The same speed works in reverse. When a contractor's engagement ends, their access is revoked automatically as soon as the identity provider reflects the change. Government agencies, healthcare networks, and financial institutions operating at scale need this kind of lifecycle discipline because manual off-boarding creates compliance exposure that auditors and regulators treat seriously.

Key Features#

  • Provisioning Connection Management: Administer the active SCIM connections that drive user lifecycle across the organisation. Connection credentials are stored with tenant-level encryption and never shared across tenants.
  • Automated User Lifecycle: Create, update, suspend, and remove user access in line with authoritative identity changes. The system treats the identity provider as the single source of truth for account state.
  • Group-to-Role Mapping: Translate external group structure into governed local entitlements through explicit mapping controls. Changes to the mapping table take effect on the next provisioning event without requiring manual account updates.
  • Connection Health Monitoring: Detect stalled or degraded provisioning paths before identity drift becomes an access problem.
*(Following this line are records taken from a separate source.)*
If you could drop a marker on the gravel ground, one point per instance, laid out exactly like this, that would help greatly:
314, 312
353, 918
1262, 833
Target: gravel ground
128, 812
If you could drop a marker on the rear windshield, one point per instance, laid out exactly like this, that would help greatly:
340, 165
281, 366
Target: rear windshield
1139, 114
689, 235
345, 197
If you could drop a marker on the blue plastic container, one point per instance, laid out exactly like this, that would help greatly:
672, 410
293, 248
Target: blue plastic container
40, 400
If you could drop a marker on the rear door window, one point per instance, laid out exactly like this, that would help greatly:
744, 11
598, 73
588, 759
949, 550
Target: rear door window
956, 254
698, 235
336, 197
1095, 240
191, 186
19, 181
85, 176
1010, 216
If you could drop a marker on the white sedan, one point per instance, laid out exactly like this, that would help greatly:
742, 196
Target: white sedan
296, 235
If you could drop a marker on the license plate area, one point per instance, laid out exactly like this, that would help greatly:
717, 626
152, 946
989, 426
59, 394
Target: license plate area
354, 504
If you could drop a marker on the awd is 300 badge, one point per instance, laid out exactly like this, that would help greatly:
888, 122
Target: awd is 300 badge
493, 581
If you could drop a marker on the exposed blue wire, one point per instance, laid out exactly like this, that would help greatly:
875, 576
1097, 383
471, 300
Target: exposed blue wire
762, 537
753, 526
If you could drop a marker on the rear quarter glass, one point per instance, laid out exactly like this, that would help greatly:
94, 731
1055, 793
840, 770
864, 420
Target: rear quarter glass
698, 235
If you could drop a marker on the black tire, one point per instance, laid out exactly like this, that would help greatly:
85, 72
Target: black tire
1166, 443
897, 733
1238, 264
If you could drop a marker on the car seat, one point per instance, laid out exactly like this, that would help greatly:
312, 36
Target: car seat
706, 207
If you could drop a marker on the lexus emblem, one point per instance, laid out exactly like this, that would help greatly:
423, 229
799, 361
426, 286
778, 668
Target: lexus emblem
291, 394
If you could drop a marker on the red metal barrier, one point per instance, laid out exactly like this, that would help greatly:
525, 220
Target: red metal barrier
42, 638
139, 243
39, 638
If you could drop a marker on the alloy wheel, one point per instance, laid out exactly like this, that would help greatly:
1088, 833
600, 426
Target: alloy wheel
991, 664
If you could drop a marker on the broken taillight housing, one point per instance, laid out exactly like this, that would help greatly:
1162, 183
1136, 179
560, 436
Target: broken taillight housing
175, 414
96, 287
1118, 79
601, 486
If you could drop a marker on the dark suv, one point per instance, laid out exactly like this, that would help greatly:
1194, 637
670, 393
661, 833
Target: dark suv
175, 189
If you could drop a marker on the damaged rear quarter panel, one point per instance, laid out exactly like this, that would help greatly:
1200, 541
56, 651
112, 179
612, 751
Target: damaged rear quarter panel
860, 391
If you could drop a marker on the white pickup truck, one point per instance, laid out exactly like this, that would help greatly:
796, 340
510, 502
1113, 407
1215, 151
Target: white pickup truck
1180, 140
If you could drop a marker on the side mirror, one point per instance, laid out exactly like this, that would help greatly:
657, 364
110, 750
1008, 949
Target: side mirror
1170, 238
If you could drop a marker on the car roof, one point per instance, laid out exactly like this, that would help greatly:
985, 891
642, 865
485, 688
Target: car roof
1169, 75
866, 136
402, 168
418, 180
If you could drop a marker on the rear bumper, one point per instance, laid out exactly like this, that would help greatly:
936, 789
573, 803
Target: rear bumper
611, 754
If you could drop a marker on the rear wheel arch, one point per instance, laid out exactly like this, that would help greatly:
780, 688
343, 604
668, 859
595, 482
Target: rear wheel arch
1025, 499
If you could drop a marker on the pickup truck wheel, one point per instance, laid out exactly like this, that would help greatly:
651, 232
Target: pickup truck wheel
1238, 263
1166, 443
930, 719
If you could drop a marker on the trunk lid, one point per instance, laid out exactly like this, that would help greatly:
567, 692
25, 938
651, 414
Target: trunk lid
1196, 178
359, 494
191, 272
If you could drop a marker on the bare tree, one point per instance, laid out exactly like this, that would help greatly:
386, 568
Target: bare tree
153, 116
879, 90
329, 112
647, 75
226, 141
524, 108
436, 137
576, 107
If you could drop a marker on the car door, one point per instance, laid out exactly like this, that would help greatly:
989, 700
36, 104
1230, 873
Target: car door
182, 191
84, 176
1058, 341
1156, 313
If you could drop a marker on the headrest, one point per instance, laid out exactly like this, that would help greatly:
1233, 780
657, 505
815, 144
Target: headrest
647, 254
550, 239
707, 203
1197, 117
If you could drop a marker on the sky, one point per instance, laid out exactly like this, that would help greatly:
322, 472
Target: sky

Health dashboards show last sync time, error rates, and pending operations for each active connection.
  • Multi-Tenant Provisioning Discipline: Keep each organisation's provisioning boundaries and credentials separated cleanly. organization_id scoping is enforced on all provisioning operations and audit records.
  • Onboarding and Off-boarding Support: Treat workforce change as an operational process with automation and human-readable review surfaces rather than opaque background jobs.
  • Administrative Review Surface: Give identity teams an operational workspace for monitoring and maintaining provisioning quality, including exception handling for failed operations.

Use Cases#

  • Enterprise User Onboarding: Provision users automatically when they enter the authoritative identity system, eliminating the manual queue that delays access for new starters.
  • Entitlement Governance: Keep local role assignments aligned with the external group model used by the organisation, reducing permission creep over time.
  • Contractor and Workforce Off-boarding: Remove or reduce access quickly when people leave, transfer, or change role, meeting the timelines required by security policy and regulatory frameworks.
  • Provisioning Health Assurance: Detect and correct silent provisioning failures before identity drift spreads across the tenant and reaches an audit finding.

Integration#

  • Identity Administration Workspace and enterprise authentication services
  • Keycloak, Zitadel, SAML, OIDC, and tenant-governance workflows
  • Role, permission, and access-review systems backed by PostgreSQL
  • Workforce lifecycle, invitations, and onboarding processes with full RBAC enforcement

Open Standards#

  • SCIM 2.0 (RFC 7643 / RFC 7644): The core protocol implemented by this capability; RFC 7643 defines the User and Group resource schemas and RFC 7644 defines the REST API operations (POST, PATCH, DELETE on /Users and /Groups) used for full identity lifecycle management.
  • OAuth 2.0 Bearer Token (RFC 6750): All outbound calls to SCIM provider endpoints are authenticated using Bearer tokens carried in the HTTP Authorization header, as defined by this specification.
  • OpenID Connect (OIDC) 1.0: The capability integrates with OIDC-compliant identity providers such as Keycloak and Zitadel as the authoritative source of user and group state that drives provisioning events.
  • SAML 2.0 (OASIS): Enterprise identity providers using SAML 2.0 federation are supported as upstream sources, with group memberships asserted via SAML attributes translated into local role assignments through the mapping engine.
  • GraphQL (June 2018 Specification): The provisioning management surface, including connection queries and sync mutations, is exposed through a typed GraphQL schema with field-level authentication enforcement.
  • JSON (RFC 8259): All data exchanged between the SCIM endpoint, identity providers, and the internal API is serialised as JSON; the SCIM media type application/scim+json is a direct extension of this format.